The next day, the number of test cases grew without me by another 6 test cases up to 17 test cases. We should have had carry out an initial test design, but I was more than satisfied that the department already jumped on the train and was eagerly testing by them self. We followed up with the test design session later to determine the optimal number of test cases. For the moment it was a pure success to have everyone on board.

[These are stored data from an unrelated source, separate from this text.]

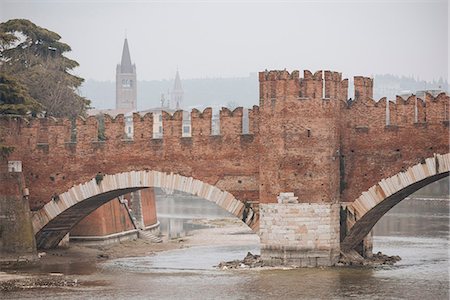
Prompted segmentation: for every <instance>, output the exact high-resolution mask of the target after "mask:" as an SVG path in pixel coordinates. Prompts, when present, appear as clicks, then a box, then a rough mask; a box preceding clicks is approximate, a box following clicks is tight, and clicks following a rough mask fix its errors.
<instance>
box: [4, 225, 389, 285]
mask: <svg viewBox="0 0 450 300" xmlns="http://www.w3.org/2000/svg"><path fill="white" fill-rule="evenodd" d="M192 223H193V224H199V225H205V226H207V228H203V229H197V230H194V231H192V232H191V233H190V234H189V235H187V236H185V237H181V238H177V239H171V240H167V238H166V237H163V238H164V242H162V243H152V242H150V241H147V240H143V239H136V240H129V241H125V242H122V243H118V244H111V245H104V246H83V245H81V243H80V244H79V243H73V244H71V245H70V246H69V247H67V248H58V249H52V250H48V251H45V252H40V256H41V257H40V258H39V259H38V260H37V261H35V262H30V263H27V264H20V265H19V266H17V265H14V264H11V265H8V266H4V265H3V266H1V267H2V268H1V269H0V292H9V291H15V290H21V289H27V288H48V287H51V288H58V287H62V288H63V287H77V286H89V285H90V282H93V281H97V280H95V278H92V277H96V272H97V271H98V270H97V267H98V266H99V265H100V264H101V263H103V262H106V261H109V260H113V259H118V258H126V257H143V256H153V255H156V254H158V253H161V252H165V251H170V250H176V249H183V248H191V247H201V246H206V245H207V246H212V245H248V244H249V243H259V237H258V236H257V235H256V234H254V233H253V232H252V231H251V230H250V228H248V227H247V226H246V225H245V224H243V223H242V222H241V221H240V220H238V219H235V218H223V219H194V220H192ZM378 255H382V254H378ZM379 257H382V256H379ZM384 257H387V258H388V259H390V258H391V257H388V256H384ZM381 265H385V264H384V263H383V261H381V263H380V262H378V263H374V264H371V263H367V264H366V263H365V264H364V265H360V264H359V265H358V264H340V265H339V264H338V265H336V266H334V267H331V268H343V267H344V268H345V267H362V268H367V267H369V268H370V267H377V266H381ZM391 265H392V264H391ZM68 266H69V267H68ZM72 266H78V267H74V268H73V269H74V270H71V268H70V267H72ZM214 267H215V269H216V270H233V271H247V270H252V271H264V270H275V269H277V270H290V269H295V268H298V267H295V266H276V267H275V266H269V265H264V263H262V262H261V261H260V259H259V255H253V254H251V253H248V254H247V257H245V258H244V257H242V260H235V261H229V262H224V261H220V258H218V261H217V265H215V266H214ZM91 275H93V276H91Z"/></svg>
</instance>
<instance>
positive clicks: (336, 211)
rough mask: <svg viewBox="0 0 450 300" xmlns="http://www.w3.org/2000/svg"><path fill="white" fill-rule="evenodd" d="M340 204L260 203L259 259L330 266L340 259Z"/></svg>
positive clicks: (304, 264)
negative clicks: (339, 221)
mask: <svg viewBox="0 0 450 300" xmlns="http://www.w3.org/2000/svg"><path fill="white" fill-rule="evenodd" d="M339 209H340V205H339V204H332V203H270V204H260V237H261V258H262V259H263V261H265V262H266V263H268V264H270V265H278V266H279V265H285V266H299V267H317V266H333V265H335V264H336V263H337V261H338V260H339V253H340V242H339V228H340V225H339Z"/></svg>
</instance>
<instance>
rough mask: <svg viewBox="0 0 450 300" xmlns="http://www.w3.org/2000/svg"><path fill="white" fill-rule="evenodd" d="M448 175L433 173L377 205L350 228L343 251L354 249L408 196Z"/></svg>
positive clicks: (442, 173) (386, 198)
mask: <svg viewBox="0 0 450 300" xmlns="http://www.w3.org/2000/svg"><path fill="white" fill-rule="evenodd" d="M448 176H449V172H444V173H440V174H436V175H432V176H430V177H427V178H425V179H422V180H420V181H417V182H415V183H413V184H411V185H409V186H407V187H405V188H403V189H402V190H400V191H398V192H396V193H394V194H392V195H390V196H389V197H387V198H385V199H384V200H383V201H381V202H380V203H378V204H377V205H375V206H374V207H373V208H372V209H370V210H369V211H368V212H367V213H365V214H364V215H363V216H362V217H361V218H360V219H358V220H357V221H356V222H355V223H354V224H353V226H352V227H351V228H350V230H349V232H348V234H347V235H346V237H345V238H344V240H343V241H342V242H341V251H342V252H344V253H345V252H349V251H350V250H352V249H354V248H355V247H356V246H357V245H358V244H359V243H361V241H362V240H363V239H364V238H365V237H366V236H367V235H368V234H369V233H370V231H371V230H372V228H373V227H374V226H375V224H376V223H377V222H378V221H379V220H380V219H381V217H382V216H384V214H386V213H387V212H388V211H389V210H390V209H391V208H393V207H394V206H395V205H397V204H398V203H400V202H401V201H402V200H404V199H405V198H406V197H408V196H409V195H411V194H413V193H414V192H416V191H418V190H420V189H421V188H423V187H424V186H427V185H428V184H430V183H433V182H435V181H438V180H440V179H442V178H445V177H448Z"/></svg>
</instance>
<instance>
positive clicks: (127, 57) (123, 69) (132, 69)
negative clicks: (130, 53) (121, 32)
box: [120, 38, 133, 73]
mask: <svg viewBox="0 0 450 300" xmlns="http://www.w3.org/2000/svg"><path fill="white" fill-rule="evenodd" d="M120 71H121V73H133V64H132V63H131V56H130V49H128V39H127V38H125V41H124V43H123V50H122V60H121V62H120Z"/></svg>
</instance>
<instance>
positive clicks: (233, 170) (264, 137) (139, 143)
mask: <svg viewBox="0 0 450 300" xmlns="http://www.w3.org/2000/svg"><path fill="white" fill-rule="evenodd" d="M259 82H260V99H259V106H254V107H253V108H251V109H249V110H248V124H246V127H248V131H247V130H246V131H245V134H244V133H243V131H242V128H243V115H244V110H243V109H242V108H237V109H235V110H234V111H230V110H228V109H227V108H223V109H222V110H221V111H220V130H219V132H220V133H219V134H217V135H213V134H212V133H213V131H212V110H211V109H210V108H207V109H205V110H204V111H198V110H195V109H194V110H193V111H191V112H190V122H191V133H190V136H186V135H184V134H182V125H183V112H182V111H177V112H175V113H174V114H173V115H170V114H168V113H165V112H163V116H162V119H163V120H162V126H163V136H162V137H161V136H154V135H153V130H152V128H153V115H152V114H151V113H148V114H146V115H140V114H138V113H135V114H133V127H134V130H133V137H132V138H127V137H126V135H125V134H124V128H125V119H124V116H123V115H118V116H116V117H115V118H113V117H110V116H108V115H106V116H104V124H103V125H104V131H103V132H101V134H100V129H99V124H98V120H97V118H96V117H89V118H87V119H82V118H78V119H77V120H76V121H75V122H71V121H69V120H61V119H52V118H44V119H29V118H23V117H2V118H1V120H0V128H1V132H2V136H1V137H2V139H3V143H4V144H5V145H8V146H11V147H14V151H13V152H12V153H11V154H10V155H9V156H8V157H7V160H5V159H4V160H3V161H2V168H3V169H2V178H3V179H5V180H3V181H2V183H0V192H1V197H2V198H1V199H3V201H6V200H5V199H11V197H16V198H20V199H22V196H23V195H25V198H27V199H28V201H27V202H28V203H29V206H30V208H31V210H32V211H33V215H34V216H33V218H32V220H33V224H34V227H35V230H34V232H35V234H36V238H37V239H38V241H44V242H43V243H42V244H41V243H40V242H38V245H39V246H42V245H51V246H53V245H54V244H55V242H56V241H57V240H58V239H60V238H61V237H62V235H63V233H64V232H67V229H68V228H70V227H71V226H72V224H73V223H76V221H77V220H79V219H80V218H81V217H82V216H83V215H86V214H88V213H89V212H91V211H92V210H94V209H95V208H96V207H97V206H98V204H99V203H102V202H103V203H104V202H107V201H108V199H112V198H114V197H116V196H118V195H119V194H123V193H125V192H129V191H133V190H136V189H140V188H143V187H147V186H152V183H153V186H158V185H156V183H155V180H156V179H155V178H157V177H158V176H160V177H161V178H166V179H164V180H166V181H164V182H166V183H165V184H168V182H170V184H176V185H177V186H178V184H181V186H179V188H181V190H186V184H187V183H186V182H191V184H192V183H194V182H195V183H196V184H197V185H198V186H200V185H201V186H202V187H201V188H199V187H198V186H197V187H195V188H193V187H192V185H191V187H190V188H192V190H191V189H190V190H189V191H190V192H191V193H194V194H198V195H200V196H202V197H204V198H206V199H209V200H211V201H214V202H216V203H218V204H219V205H221V206H222V207H224V208H225V209H227V210H229V211H231V212H233V213H234V214H235V215H236V216H238V217H239V218H241V219H242V217H243V208H244V206H245V204H244V203H247V204H248V203H250V204H251V208H252V210H251V211H252V214H251V216H250V215H249V214H246V216H245V218H244V221H245V222H246V223H247V224H248V225H249V226H251V227H252V228H254V229H255V230H257V231H258V232H259V235H260V238H261V247H262V256H263V259H266V260H268V261H272V262H274V263H281V264H295V265H332V264H334V263H335V262H336V260H337V258H338V256H339V254H340V252H341V251H344V252H346V251H351V250H352V249H357V248H358V246H359V245H361V241H362V240H363V238H364V237H365V235H367V233H368V232H369V231H370V229H371V228H372V227H373V225H374V224H375V223H376V221H377V220H378V219H379V218H380V217H381V216H382V215H383V214H384V213H385V212H387V211H388V210H389V209H390V208H391V207H393V206H394V205H395V204H396V203H398V202H399V201H401V200H402V199H403V198H404V197H405V196H406V195H408V194H410V193H411V192H413V191H414V190H417V189H418V188H420V187H422V186H424V185H426V184H429V183H430V182H433V181H435V180H437V179H439V178H443V177H445V176H448V174H449V154H448V153H449V149H448V147H449V118H448V107H449V102H450V101H449V97H448V96H447V95H446V94H445V93H441V94H439V95H437V96H433V95H431V94H428V93H425V94H424V96H423V97H421V98H418V97H416V96H414V95H412V96H410V97H408V98H407V99H404V98H401V97H397V99H396V101H392V100H388V99H386V98H382V99H380V100H378V101H375V100H374V99H373V96H372V95H373V91H372V89H373V81H372V79H370V78H366V77H361V76H357V77H355V78H354V84H355V96H354V97H352V98H353V100H348V99H349V95H348V80H347V79H342V77H341V73H338V72H331V71H317V72H315V73H311V72H310V71H304V73H303V75H302V76H300V73H299V72H298V71H293V72H291V73H289V72H287V71H270V72H261V73H260V74H259ZM246 114H247V113H246ZM99 136H101V137H102V139H101V140H99ZM103 137H104V138H103ZM7 161H9V162H13V161H21V162H22V169H21V172H20V174H21V175H20V176H18V175H17V174H16V173H12V172H7V170H6V162H7ZM98 174H104V175H105V177H104V181H102V182H100V183H99V184H97V182H95V180H93V178H95V177H96V175H98ZM124 174H128V175H124ZM155 174H159V175H155ZM173 174H177V175H173ZM152 176H153V177H152ZM155 176H156V177H155ZM19 177H20V178H21V179H20V178H19ZM130 178H131V179H130ZM141 178H147V179H145V180H144V181H139V180H141ZM149 178H153V182H152V180H151V179H149ZM168 178H170V179H168ZM130 180H131V181H130ZM136 180H138V181H139V182H140V183H139V184H138V183H137V181H136ZM147 180H149V181H147ZM14 182H16V183H15V186H17V188H13V186H14ZM109 184H112V185H111V186H110V188H107V187H106V186H107V185H109ZM158 184H159V183H158ZM194 186H195V184H194ZM23 191H27V192H26V193H23ZM28 191H29V195H28ZM100 192H101V193H100ZM96 193H97V194H96ZM280 193H290V194H284V195H289V197H287V198H286V199H288V200H289V201H284V200H282V199H281V198H283V197H281V198H279V197H278V196H279V195H280ZM55 195H56V196H57V197H55ZM96 195H103V196H96ZM292 195H293V196H292ZM282 196H283V195H282ZM82 198H83V199H82ZM296 198H298V199H297V200H296ZM55 199H59V201H55ZM86 199H91V200H92V199H96V200H95V201H85V200H86ZM277 199H280V200H277ZM75 202H76V203H78V206H77V204H76V203H75ZM284 202H294V203H284ZM296 202H298V203H296ZM0 203H1V202H0ZM81 203H85V204H84V206H83V205H81ZM88 203H90V204H88ZM94 203H95V205H94ZM76 207H78V208H79V210H78V211H77V212H76V213H75V211H76V210H74V211H73V212H71V213H69V212H70V211H71V210H73V209H75V208H76ZM341 207H342V209H343V212H345V213H342V212H341V213H340V211H341ZM72 213H73V214H72ZM58 216H60V217H58ZM341 216H342V217H341ZM71 218H72V219H71ZM52 220H53V221H52ZM57 220H59V221H58V222H57ZM52 222H53V223H52ZM30 223H31V217H30ZM340 224H341V225H342V226H341V225H340ZM50 232H52V233H50ZM2 239H3V240H5V239H7V238H6V237H2ZM8 239H11V237H10V236H8ZM3 245H6V243H3ZM3 248H4V249H6V248H5V246H3ZM16 248H17V247H16ZM5 251H6V250H5Z"/></svg>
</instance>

“The department actively joined testing and trusted the test procedure and results.”xGile testing
Within a week everything was fully implemented and test automated. As a result, 138 lines of code and 22 xGile test cases on test data existed, automatically approved by the department! All tests were successful and the first transport to the Q system was done then. Here the business user looked manually for unexpected deviations. A few deviations were discovered and the root cause identified: credits which resulted in negative sales. This requirement was initially not considered and had to be implemented yet. For this purpose, an xGile test case was created in the development system and the problem was proven by that. We could reproduce the issue with 3 lines of test data. Shaka! This requirement was now stored and further development took place until this test case and thus the requirement was successfully approved. Finally, all test cases were executed to prove that no previous test cases / requirements were corrupted. Only then did the second transport into the Q-system take place and only now was the department again asked to carry out cross checks on real data. Conclusion from a business user afterwards:
“What impressed me most was that once a mistake was found, it could no longer occur.”Department of receivables management on xGile testing
After the code went live, no errors were identified until today (3 years later). A fact that speaks for the quality of the test procedure. The developments have already been passed on to other developers without any problems, because my entire knowledge and that of the business department lies in 22 automatic test cases. Subsequent changes can be made quickly and easily with this safety net.
The financial benefit
How can one calculate the financial benefit of the test automation? To answer this, we calculate the automation factor based on the automation degree. This was around 70%, everything done on the development system.
The automation factor is 70% devided by 30 % = a factor of 2,3. The factor is now multiplied with the 9 man days spend for the manual work in the Q-System. We also have to substract the 1,5 man days invested for creating the automated tests with xGile and we will get:
= 2,3 * 9 MD - 1,5MD = 19,2 MD saved !
This means, when ever the 22 xGile test are executed, it will save 19,2 MDs ! Assuming a MD of 700 $ that would result in savings of:
700 $ * 19,2 = 13.444,0 $ for for every test run !
Well, you might be surprised about the high number, but the truth is, because manual testing is that expensive, it is in practice not executed completely and just as spot checks.
The testing mainly took place on the development system. The xGile test portal is easy to use and understandable for business users. The business user involvement not only increases the level of quality and speed, but also reduces his final participation and time spend thanks to automated validation and approval. His confidence level in the test approach is strengthened and shadow testing no longer takes place. In the end, no more errors were identified in production. A safety net for future changes was created that saves 19.2 man days, approx. € 13,444.0 at every test run.